Zhao et al., AAAI, 2019

InfoVAE: Balancing Learning and Inference in Variational Autoencoders

Two known shortcomings of VAEs are that (i) The variational bound (ELBO) can lead to poor approximation of the true likelihood and inaccurate models and (ii) the model can ignore the learned latent representation when the decoder is too powerful. In this work, the author propose to tackle these problems by adding an explicit mutual information term to the standard VAE objective.
  • Pros (+): Well justified, fast implementation trick, semi-supervised setting.
  • Cons (-): requires explicit knowledge of the sensitive attribute.


Intuitively, the InfoVAE objective can be seen as a variant of the standard VAE objective with two main modifications (i) an additional term that strives to maximize the mutual information between the input \(x\) and latent \(z\), to force the model to make use of the latent representation, and (ii) a weighting between the reconstruction and latent loss term to better balance their contribution (similar to \(\beta\)-VAE [1])

\[\begin{align} \mathcal{L}_{\text{InfoVAE}} &= \mathbb{E}_{x \sim p_{\mathcal D}} \mathbb{E}_{z \sim q(\cdot | x)}(\log p_{\theta}(x | z)) \\ & - (1 - \alpha) \mathbb{E}_{x \sim p_{\mathcal D}} D_{\text{KL}} (q_{\phi}(z | x) \| p(z))\\ & - (\lambda + \alpha - 1) D_{\text{KL}}(q_{\phi}(z) \| p(z)) \end{align}\]

The first two terms correspond to a weighted variant of the ELBO, while the last term adds a constraint on the latent codes distribution. Since estimating \(q_{\phi}(z)\) would require marginalizing \(q_{\phi}(z | x)\) over all \(x\), it is instead approximated by sampling (first \(x\) then \(z\), from the encoder distribution). Furthermore, the authors show that the objective is still valid when replacing these last terms by any other hard divergence. In particular, this makes it a generalization of Adversarial Auto-encoders (AAE) [2], which uses the Jensen Divergence (approximated by an adversary).
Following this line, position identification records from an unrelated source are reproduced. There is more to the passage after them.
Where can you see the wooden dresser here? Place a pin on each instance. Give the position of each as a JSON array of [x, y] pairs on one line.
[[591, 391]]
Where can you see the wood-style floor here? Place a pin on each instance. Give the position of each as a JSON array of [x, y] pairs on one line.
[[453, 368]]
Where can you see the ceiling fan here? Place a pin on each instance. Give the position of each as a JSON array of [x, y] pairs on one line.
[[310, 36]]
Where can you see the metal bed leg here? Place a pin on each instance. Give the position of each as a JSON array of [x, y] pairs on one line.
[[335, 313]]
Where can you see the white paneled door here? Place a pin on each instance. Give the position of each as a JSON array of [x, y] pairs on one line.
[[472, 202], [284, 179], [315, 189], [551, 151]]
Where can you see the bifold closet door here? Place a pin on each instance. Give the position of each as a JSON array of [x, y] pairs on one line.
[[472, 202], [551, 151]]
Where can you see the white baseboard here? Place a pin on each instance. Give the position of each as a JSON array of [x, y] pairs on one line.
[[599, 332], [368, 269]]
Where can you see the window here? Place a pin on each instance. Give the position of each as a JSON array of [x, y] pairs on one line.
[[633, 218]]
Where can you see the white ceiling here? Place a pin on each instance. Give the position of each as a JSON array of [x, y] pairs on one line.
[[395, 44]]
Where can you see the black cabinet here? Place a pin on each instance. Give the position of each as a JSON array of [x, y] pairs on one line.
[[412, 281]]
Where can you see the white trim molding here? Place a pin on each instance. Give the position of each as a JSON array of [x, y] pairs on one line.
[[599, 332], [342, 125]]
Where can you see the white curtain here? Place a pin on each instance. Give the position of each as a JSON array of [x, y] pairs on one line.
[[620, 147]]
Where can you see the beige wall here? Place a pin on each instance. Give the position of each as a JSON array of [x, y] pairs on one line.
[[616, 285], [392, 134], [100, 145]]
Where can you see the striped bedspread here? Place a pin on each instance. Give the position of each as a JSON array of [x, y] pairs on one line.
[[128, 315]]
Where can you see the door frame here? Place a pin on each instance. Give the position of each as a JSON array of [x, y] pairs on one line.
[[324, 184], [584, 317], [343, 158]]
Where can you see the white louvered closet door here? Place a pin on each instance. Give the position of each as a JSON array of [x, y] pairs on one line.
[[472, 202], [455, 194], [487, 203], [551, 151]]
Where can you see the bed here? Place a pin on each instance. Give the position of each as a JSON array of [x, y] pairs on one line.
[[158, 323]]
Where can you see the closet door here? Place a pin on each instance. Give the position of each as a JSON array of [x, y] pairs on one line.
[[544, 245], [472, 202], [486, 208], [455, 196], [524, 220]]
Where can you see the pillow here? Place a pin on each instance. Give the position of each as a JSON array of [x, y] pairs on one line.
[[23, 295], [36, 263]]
The authors experiment with three different divergences: Jensen (\(\simeq\) AAE), Stein Variational Gradient and Maximum-Mean Discrepancy. Results seem to indicate that InfoVAE leads to more principled latent representations, and better balance between reconstruction and latent space usage. As such, reconstructions might not look as crisp than ones from vanilla VAE but generated samples are of better quality (better generalization, also can be seen in semi-supervised task that make use of the representation)


  • [1] \(\beta\)-VAE: Learning basic visual concepts with a constrained variational framework, Higgins et al, ICLR 2017
  • [2] Adversarial Autoencoders, Mahkzani et al, ICLR 2016